My husband and I have made some really tough decisions lately, at least that’s what I thought. We bought a few acres in beautiful Prairieville, LA in order to build a house. (That’s not the tough part)
But, before building that house, I wanted to be completely out of debt. Take all of the money we currently pay on a house note and apply it to bills one-by-one. Until all are paid off. Great plan, right? Dave Ramsey would be so proud of me. (Still not too tough, right?)
Here’s where the really tough decisions come in…we decided to forgo building right away, sell our current home, and outright buy a mobile home with the proceeds from the house. Yes, a mobile home. A trailer. A house on wheels!
Now when I grew up, in my little microcosm of middle-classdom, homes didn’t come on wheels. They were securely attached to a giant slab of concrete. They came with running water, and more importantly, a working toilet. We didn’t have to arrange for a well to be dug to get water or for someone to put a sewage system into the ground. We just had them. They just were.
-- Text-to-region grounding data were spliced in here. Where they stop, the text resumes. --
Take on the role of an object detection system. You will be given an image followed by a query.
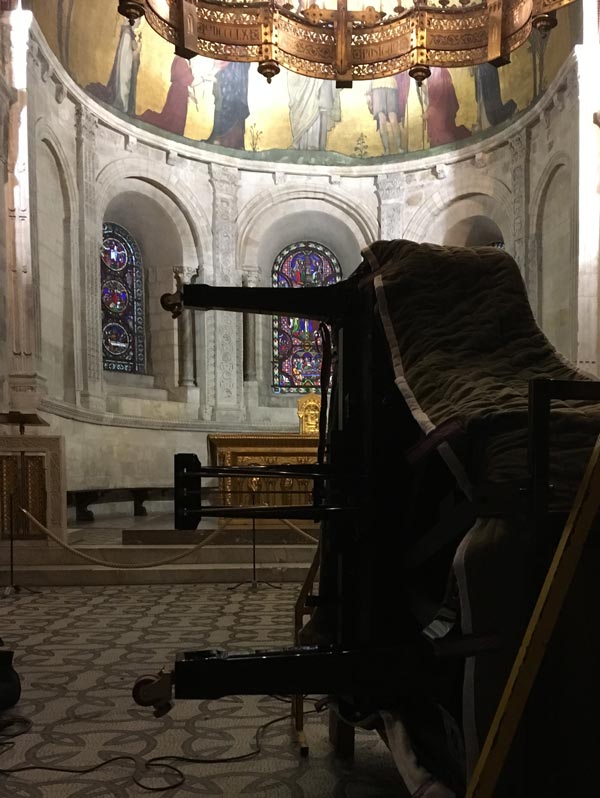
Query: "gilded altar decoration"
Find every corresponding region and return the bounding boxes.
[207,433,318,525]
[118,0,578,85]
[297,394,321,434]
The thought of living in this mobile home terrified me. I woke one night in a complete panic because the realization hit me that I would no longer own an attic or a two-car garage. I no longer had a closet that was the same size as my bedroom. Where am I going to put all of my stuff?
All my stuff!
I obsessed about it. I cried about it. I incessantly talked about it! My stuff needs a home.
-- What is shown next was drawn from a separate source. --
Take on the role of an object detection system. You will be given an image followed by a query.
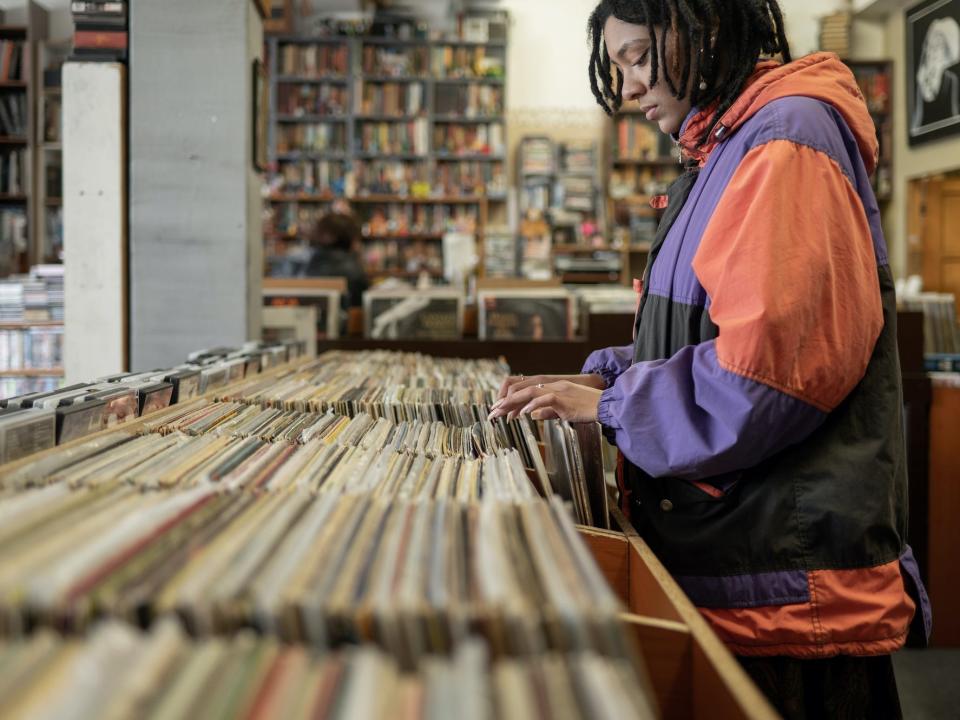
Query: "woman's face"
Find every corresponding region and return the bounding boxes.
[603,15,693,134]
And then I prayed about it. And for once, in this entire crazy process, God actually answered me. Well, answered me in a way in which I understood.
On a recommendation from a friend, and most likely because of my obsessing, I was told to read Jen Hatmaker’s Seven. I had gotten three pages into the introduction when perspective leaped off of the page and slapped me across the face. At $50k a year, you are in the top 1% of the world in terms of wealth. Top 1%!
“What does it communicate when half the global population lives on less than $2 a day, and we can’t manage a fulfilling life on twenty-five thousand times that amount?”
Jen Hatmaker, I get it!
God, I get it! I am humbling myself before the Lord so he will lift me up.
I have been given the opportunity and the blessing to minimize the stuff that has been getting between me and my relationship with the Lord. The stuff that has clogged my mind and made me an ugly person.
“Your beauty should not come from outward adornment, such as elaborate hairstyles and the wearing of gold jewelry or fine clothes. Rather, it should be that of your inner self, the unfading beauty of a gentle and quiet spirit, which is of great worth in God’s sight.” 1 Peter 3:3-4
This is my blessing! And by accepting this blessing, it is going to allow me to build on my relationship with Christ and teach my kids the worth of that relationship, instead of the worth of a relationship with their stuff!
We should all take a humbling look at ourselves and see if we need to experience this blessing as well.